Nella lettera Catalina, la cugina di Noemì, parla di spettri che infestano la casa e di voci nelle pareti.
Il padre di Noemì allora decide di mandare sua figlia a controllare la situazione.
Con la promessa che, se riuscirà a convincere il marito di Catalina a farla visitare da uno psichiatra, pagherà a sua figlia gli studi magistrali all’Università Nazionale del Messico.
Una volta giunta sul posto, però, Noemì si troverà in una situazione che va ben oltre ciò che aveva immaginato.
I personaggi
L’autrice di “Mexican Gothic” Silvia Moreno-Garcìa deve aver letto molti classici dell’orrore.
All’inizio il lettore percepisce che c’è qualcosa di strano, ma non ha idea del reale pericolo che verrà svelato solo verso la fine del romanzo.
La paura si dirama dai muri di High Place piano piano, come tentacoli nell’ombra, per ghermire il lettore e lasciarlo col fiato sospeso fino alla fine del romanzo.
Con le ultime 100 pagine da cardiopalma.
High Place, il castello dei Doyle, è un personaggio vero e proprio.
La casa respira ed è viva e al suo interno albergano orrori simili a quelli che Shirley Jackson ha descritto ne “L’incubo di Hill House”.
La protagonista Noemì è, finalmente, quanto di più lontano dallo stereotipo della bella ragazza che non sa di esserlo e che attira ogni uomo con le sue fragilità.
Noemì è molto bella ed è perfettamente consapevole di esserlo, sfruttando il suo aspetto come uno strumento per ottenere quello che vuole.
È caparbia e determinata e nutre un certo disprezzo per le regole.
Pienamente cosciente di essere una donna messicana degli anni ’50, anche se privilegiata grazie alla sua classe sociale di appartenenza, cerca di sfruttare a proprio vantaggio ogni situazione.
Spaventata dall’amore che potrebbe limitare ancora di più la sua libertà, Noemì è una studiosa appassionata che non si accontenta di ciò che è promesso alle sue coetanee.
La sua giovialità e il suo temperamento vivace si scontrano prepotentemente con la rigida morale dei Doyle, famiglia anglosassone decimata dalle disgrazie.
Sebbene un tempo i Doyle fossero i padroni del paesino sottostante grazie alle miniere d’argento, ora sono nobili decaduti che cercano di sopravvivere in un mondo che non fa più per loro.
Virgil, Florence e Howard hanno sin dal primo momento qualcosa di strano, che presto si trasformerà in qualcosa di sinistro e poi di orribile.
L’unico che sembra sfuggire all’inquietante marchio di fabbrica dei Doyle è il più giovane, Francis, relegato a faccendiere della famiglia e prigioniero tanto quanto Catalina e Noemì.
I personaggi di “Mexican Gothic” si intrecciano in una danza macabra che condurrà inevitabilmente le Taboada a uno scontro mortale con i Doyle.
Lo stile
Silvia Moreno-Garcìa ha uno stile notevole, soprattutto in questo periodo storico.

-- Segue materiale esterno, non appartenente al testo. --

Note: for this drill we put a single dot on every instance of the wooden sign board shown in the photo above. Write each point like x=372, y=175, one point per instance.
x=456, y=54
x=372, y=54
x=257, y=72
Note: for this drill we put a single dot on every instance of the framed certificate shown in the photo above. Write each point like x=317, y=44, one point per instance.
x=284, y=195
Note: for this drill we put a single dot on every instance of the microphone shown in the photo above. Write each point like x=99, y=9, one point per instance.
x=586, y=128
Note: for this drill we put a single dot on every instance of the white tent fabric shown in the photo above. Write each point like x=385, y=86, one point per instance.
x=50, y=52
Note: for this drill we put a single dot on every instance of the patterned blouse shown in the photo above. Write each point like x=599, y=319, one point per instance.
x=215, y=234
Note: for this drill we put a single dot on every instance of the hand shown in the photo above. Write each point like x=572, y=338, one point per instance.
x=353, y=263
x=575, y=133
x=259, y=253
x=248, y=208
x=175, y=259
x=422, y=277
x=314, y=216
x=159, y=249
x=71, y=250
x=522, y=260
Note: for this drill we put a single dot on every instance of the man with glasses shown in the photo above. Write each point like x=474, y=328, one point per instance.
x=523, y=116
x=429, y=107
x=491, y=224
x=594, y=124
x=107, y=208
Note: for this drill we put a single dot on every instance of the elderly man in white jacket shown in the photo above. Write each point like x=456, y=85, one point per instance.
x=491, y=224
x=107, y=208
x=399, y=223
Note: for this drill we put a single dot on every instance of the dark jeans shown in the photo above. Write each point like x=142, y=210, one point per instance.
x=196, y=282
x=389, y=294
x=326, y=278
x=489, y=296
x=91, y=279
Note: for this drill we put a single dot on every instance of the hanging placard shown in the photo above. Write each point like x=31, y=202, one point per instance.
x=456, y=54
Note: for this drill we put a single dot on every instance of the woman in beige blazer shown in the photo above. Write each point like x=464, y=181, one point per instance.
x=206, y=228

È riuscita a costruire un romanzo perfetto usando una tecnica di narrativa che in molti oggi giudicherebbero démodé.
Invece “Mexican Gothic” è la dimostrazione che si può scrivere un romanzo eccellente anche senza fare un uso-abuso dello show don’t tell.
La sua penna ricorda la già citata Jackson e le sue storie folli, i racconti della Wharton.
Ma anche il realismo magico di Borges, di Cortàzar e di Garcìa-Marquez.
Un libro, insomma, che sembra già un classico. Imperdibile per chiunque ami le storie dell’orrore.
L’autrice
Silvia Moreno-Garcia, nata in Messico nel 1981 e canadese d’adozione, è laureata in Studi scientifici e tecnologici all’Università della British Columbia.
Autrice di diversi romanzi acclamati dalla critica, i suoi libri sono editi in Italia da Mondadori.
Nel 2021 esce “Mexican Gothic”, vincitore del Locus Awards e di altri premi importanti.
Nel 2023 “Gli dèi di giada e ombra” e nel 2024 “Velvet was the night” e “The beautiful ones”.
Scheda del libro
- Titolo: Mexican Gothic
- Autrice: Silvia Moreno-Garcìa
- Edizioni: Mondadori
- Pagine: 416
- Euro: 12
- Codice EAN: 9788804775522
(© The Parallel Vision ⚭ _ Ilaria Alleva)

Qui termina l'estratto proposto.